The simplest definition of the term prioritization is determining what is most important. Prioritization creates order out of chaos (however fleetingly) by spending the time necessary to reflect on what is most important.  In today’s IT environment individuals, teams, and even organizations fail to prioritize well and then try to do thousands of things at once.  The cult of “multitasking” promotes starting everything and then juggling and time slicing to continually appear busy. Busy is confused with effective. Work that is smaller and less consequential is often completed before work that is important.  Stephen Covey uses the analogy of rocks, pebbles, and sand in a jar to demonstrate the impact of focusing on the less important work (sand and pebbles) before addressing the big-ticket items (rocks).  If you fill a jar with sand there will be no room for the rocks (See the video at

Because what is most important can and WILL change, prioritization is a point in time exercise. In a typical team addressing features and incidents, importance and urgency wax and wane which leads to the need to reassess priority on a periodic basis. Without an approach for prioritizing work, attention will flow to whoever is yelling the loudest or to items that will provide the quickest hit of endorphins. “Prioritization is important because it allows you to give your attention to tasks that are important and urgent so that you can later focus on lower priority tasks.”

Left to our own devices, our actions reflect our prioritization process.
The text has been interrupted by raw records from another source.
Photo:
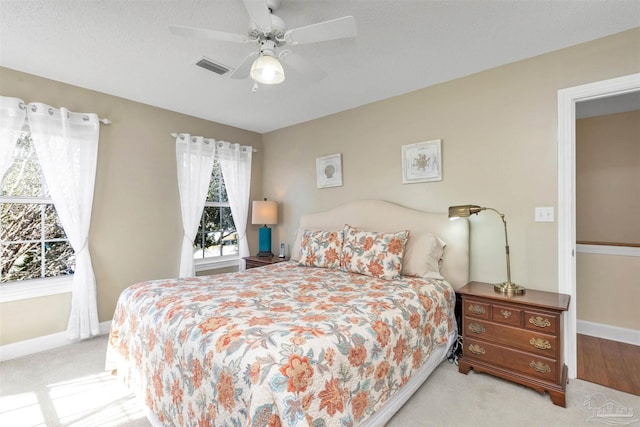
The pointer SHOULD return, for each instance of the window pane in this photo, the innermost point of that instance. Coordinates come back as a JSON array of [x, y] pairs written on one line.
[[53, 226], [24, 176], [217, 234], [21, 221], [59, 259], [217, 190], [21, 261]]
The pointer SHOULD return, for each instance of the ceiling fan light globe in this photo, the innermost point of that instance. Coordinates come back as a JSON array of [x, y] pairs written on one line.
[[267, 70]]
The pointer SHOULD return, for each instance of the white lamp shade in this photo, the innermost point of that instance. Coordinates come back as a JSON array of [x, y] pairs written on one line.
[[266, 69], [264, 212]]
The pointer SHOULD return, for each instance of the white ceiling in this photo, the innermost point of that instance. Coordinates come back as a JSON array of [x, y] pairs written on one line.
[[124, 48]]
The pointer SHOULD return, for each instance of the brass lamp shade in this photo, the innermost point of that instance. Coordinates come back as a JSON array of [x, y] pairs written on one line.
[[464, 211]]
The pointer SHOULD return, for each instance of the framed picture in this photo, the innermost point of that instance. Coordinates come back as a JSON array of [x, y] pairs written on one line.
[[329, 171], [422, 162]]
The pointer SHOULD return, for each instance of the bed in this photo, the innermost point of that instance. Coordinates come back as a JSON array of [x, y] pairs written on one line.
[[342, 334]]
Even if you take work as it presents itself, like the person at the post office or DMV (Division of Motor Vehicles, where I get my driver’s license and car license plates – Dante would have added another circle of hell to describe the Ohio DMV). Both examples leverage a first-in, first-out approach to prioritization (remember FIFO and LIFO from University?).  The process of prioritizing generates a feeling of control for those that have input into how prioritization occurs and potentially a feeling of helplessness or being a victim for those on the outside (which is why prioritization needs to be a team game). 

The bottom line: whether real or perceived, prioritization is a mechanism to highlight what is important and to create order in a chaotic world that reduces stress and when done well leads to more the delivery of value.